Although recommendations for the necessity and the extent of LLND are based on serum CT levels and preoperative US staging of LNs, there is no consensus on the most appropriate CT level-based risk stratification throughout available guidelines [1, 16-19]. A recent publication from 2019 by Norwegian authors [52] showed that basal CT cannot be used to predict the need for prophylactic LLND in patients with MTC due to many inconsistencies with CT level and presence of lateral LN metastases. In their series, lateral LN metastases were found in 16% of patients with CT ≤500 pmol/L and 50% of those with CT 501–1,000 pmol/L. On the other hand, 19% of N0 patients had CT over 500 pmol/L and 17% of N1b patients had CT ≤500 pmol/L. Similarly, out of 18 US-cN0 patients in our study that were also pathohistologically “cleared” for LN metastases (confirmed pN0), 16 of them with basal CT above 20 pg/mL were candidates for elective ipsilateral LLND, based on some recommendations [13], while 8 out of 18 with basal CT above 200 pg/mL were eligible for elective contralateral LLND. Authors strongly suggest that a benefit for patients can be observed if SLNB with MBD is performed for intraoperative LN staging and decision upon necessity for LLND, regardless the status of central LNs.
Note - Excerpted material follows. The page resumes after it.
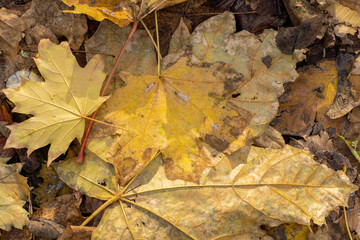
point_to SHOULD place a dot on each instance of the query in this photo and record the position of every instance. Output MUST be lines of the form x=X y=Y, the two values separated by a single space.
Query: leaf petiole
x=104 y=123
On the other hand, two patients with C634F mutation were identified to harbor metastases in central and lateral compartments, although metastases were not detected by preoperative US investigation and CT values were 42.0 and 221.6 pg/mL.
In our study of 20 cN0 patients with micro-MTCs and CT levels below 1,000 pg/mL, which was expected to be a good prognostic group, we have showed that: (1) 2/20 patients actually had central and lateral LN metastases; (2) additional lateral LN metastases were found in patients who had LLND, meaning positive sentinel-LNs were predictive for metastases in other lateral LNs; and (3) patients that were “cleared” by sentinel-LN FSA to be negative did not have “skip” metastases in non-sentinel-LNs.
The authors find Dzodic’s SLNB method for LN staging useful for intraoperative assessment of lateral LNs in cN0 patients and optimization of initial surgery of micro-MTCs with CT below 1,000 pg/mL. This way, patients with FSA proven sentinel-LN metastases can receive one-time LLND, while those with negative sentinel-LNs benefit from less extensive surgery and potentially decreased complication rate.
The authors would like to thank prof. Akira Miyauchi, Kobe, Japan, for kindly providing us necessary information on Japanese recommendations on management of medullary thyroid carcinoma, given that original guidelines are in Japanese language.
This research was conducted as a part of the project of the Ministry of Science of Republic of Serbia, number 111601, that started in 2005, entitled “Early detection of lymphonodal metastases by pathohistological verification of sentinel lymph nodes in malignant epithelial tumors”, lead by Professor Radan Dzodic (the last author of the publication). None of the authors have any other potential conflicts of interest associated with this research.